Breathless, hot, and clammy, watching Leo is like spending a summer night in the rural Deep South of America. That's the setting for this torturous tale, told in flashbacks and flashforwards, which follows two seemingly unconnected characters who discover that their lives are inextricably intertwined. Stephen (Joseph Fiennes) is a recently released convict on parole, while Mary (Elisabeth Shue) the despairing wife of a high-flying English professor. Artful to the point of being arsy, it's occasionally absorbing, but sometimes stultifying.
Looking like some long-lost relative of Forrest Gump, complete with a naff suit and a buttoned up shirt, Stephen takes a job in an out-of-the-way diner while he completes his parole. Before you can shout "Run, Forrest, run!", he's fallen out with Horace (Dennis Hopper), a spiteful bully who likes humiliating the staff. Disaster threatens. In another time and another place, bored housewife Mary suspects her university lecturer husband has turned into a cheating letch. In revenge, she lets painter/decorator Ryan (Justin Chambers) seduce her.

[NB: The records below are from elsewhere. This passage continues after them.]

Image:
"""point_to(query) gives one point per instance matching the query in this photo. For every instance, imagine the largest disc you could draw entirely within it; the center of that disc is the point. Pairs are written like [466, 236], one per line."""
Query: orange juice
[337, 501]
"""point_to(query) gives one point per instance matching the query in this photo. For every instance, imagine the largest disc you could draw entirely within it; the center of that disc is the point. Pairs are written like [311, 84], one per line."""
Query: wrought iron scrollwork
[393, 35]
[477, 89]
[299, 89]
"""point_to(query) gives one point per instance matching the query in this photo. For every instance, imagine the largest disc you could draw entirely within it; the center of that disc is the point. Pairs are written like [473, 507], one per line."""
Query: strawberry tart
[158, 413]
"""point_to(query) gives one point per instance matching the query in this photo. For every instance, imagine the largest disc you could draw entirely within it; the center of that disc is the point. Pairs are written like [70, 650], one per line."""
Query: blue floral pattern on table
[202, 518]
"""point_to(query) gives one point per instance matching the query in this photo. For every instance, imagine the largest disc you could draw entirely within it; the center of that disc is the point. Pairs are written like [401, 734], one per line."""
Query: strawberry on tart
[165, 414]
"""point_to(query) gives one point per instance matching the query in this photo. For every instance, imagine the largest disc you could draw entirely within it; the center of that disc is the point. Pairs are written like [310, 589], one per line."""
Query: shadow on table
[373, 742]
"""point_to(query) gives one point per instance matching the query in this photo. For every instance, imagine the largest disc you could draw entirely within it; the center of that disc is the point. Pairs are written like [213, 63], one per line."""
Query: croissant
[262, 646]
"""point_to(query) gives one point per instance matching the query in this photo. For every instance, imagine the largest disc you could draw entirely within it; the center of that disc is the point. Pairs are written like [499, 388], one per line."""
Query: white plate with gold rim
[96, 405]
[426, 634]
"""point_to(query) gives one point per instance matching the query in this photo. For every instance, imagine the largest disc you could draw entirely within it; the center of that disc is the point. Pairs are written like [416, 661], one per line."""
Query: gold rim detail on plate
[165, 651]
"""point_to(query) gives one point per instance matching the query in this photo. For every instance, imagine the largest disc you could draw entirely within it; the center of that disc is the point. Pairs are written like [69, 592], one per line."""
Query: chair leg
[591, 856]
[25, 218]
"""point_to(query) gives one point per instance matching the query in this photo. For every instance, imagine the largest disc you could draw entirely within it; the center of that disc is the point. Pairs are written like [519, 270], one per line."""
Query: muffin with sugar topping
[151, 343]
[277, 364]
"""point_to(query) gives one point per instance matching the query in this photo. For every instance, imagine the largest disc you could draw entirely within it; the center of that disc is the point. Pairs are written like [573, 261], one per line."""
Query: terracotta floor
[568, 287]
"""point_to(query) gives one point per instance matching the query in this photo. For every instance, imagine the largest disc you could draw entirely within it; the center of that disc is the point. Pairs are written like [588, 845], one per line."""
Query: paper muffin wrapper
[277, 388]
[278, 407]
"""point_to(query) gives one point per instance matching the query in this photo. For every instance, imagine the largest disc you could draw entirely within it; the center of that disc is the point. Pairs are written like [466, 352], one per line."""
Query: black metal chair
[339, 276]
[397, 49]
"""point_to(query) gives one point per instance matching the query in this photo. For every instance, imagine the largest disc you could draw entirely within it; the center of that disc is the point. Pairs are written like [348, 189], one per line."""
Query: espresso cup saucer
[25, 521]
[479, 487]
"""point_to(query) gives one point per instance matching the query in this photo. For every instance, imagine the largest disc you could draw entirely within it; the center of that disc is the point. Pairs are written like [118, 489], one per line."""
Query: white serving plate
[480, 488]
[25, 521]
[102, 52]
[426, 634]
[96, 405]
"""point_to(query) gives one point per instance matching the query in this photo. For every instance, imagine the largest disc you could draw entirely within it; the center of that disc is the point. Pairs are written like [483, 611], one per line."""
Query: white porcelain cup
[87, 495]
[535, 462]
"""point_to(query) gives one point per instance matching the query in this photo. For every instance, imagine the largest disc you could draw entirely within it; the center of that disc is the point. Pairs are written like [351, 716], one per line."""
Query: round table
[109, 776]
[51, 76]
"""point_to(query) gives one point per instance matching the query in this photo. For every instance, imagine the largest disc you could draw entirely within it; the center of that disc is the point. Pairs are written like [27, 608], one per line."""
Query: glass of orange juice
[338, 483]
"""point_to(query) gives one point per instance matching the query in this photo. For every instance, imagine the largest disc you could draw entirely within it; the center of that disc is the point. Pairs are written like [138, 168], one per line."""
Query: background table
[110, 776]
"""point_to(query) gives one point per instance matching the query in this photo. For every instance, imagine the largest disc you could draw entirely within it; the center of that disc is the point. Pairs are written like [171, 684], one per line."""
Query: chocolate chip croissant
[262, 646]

As the film's mystery unravels, the two seemingly unconnected events will have a deeper significance than anyone involved could ever realise.
"MASTERFUL ACTING"
Blessed with some masterful acting, this distinctly literary drama wears its highbrow credentials on its sleeve with a series of subtle (and not so subtle) references to James Joyce's hernia-inducing tome Ulysses. While Fiennes is brilliantly messianic in the title role, the film belongs to Shue. This is easily her best performance since she watched Nicolas Cage drink himself to death in Leaving Las Vegas.
There's the occasional misstep among the supporting cast: Sam Shepard's role as Stephen's saviour seems glib; and Hopper's villain could have been cut from cardboard. Yet as the brooding cinematography turns this intimate domestic drama into grand tragedy, Leo proves a fine film: robust, melancholy and quietly affecting.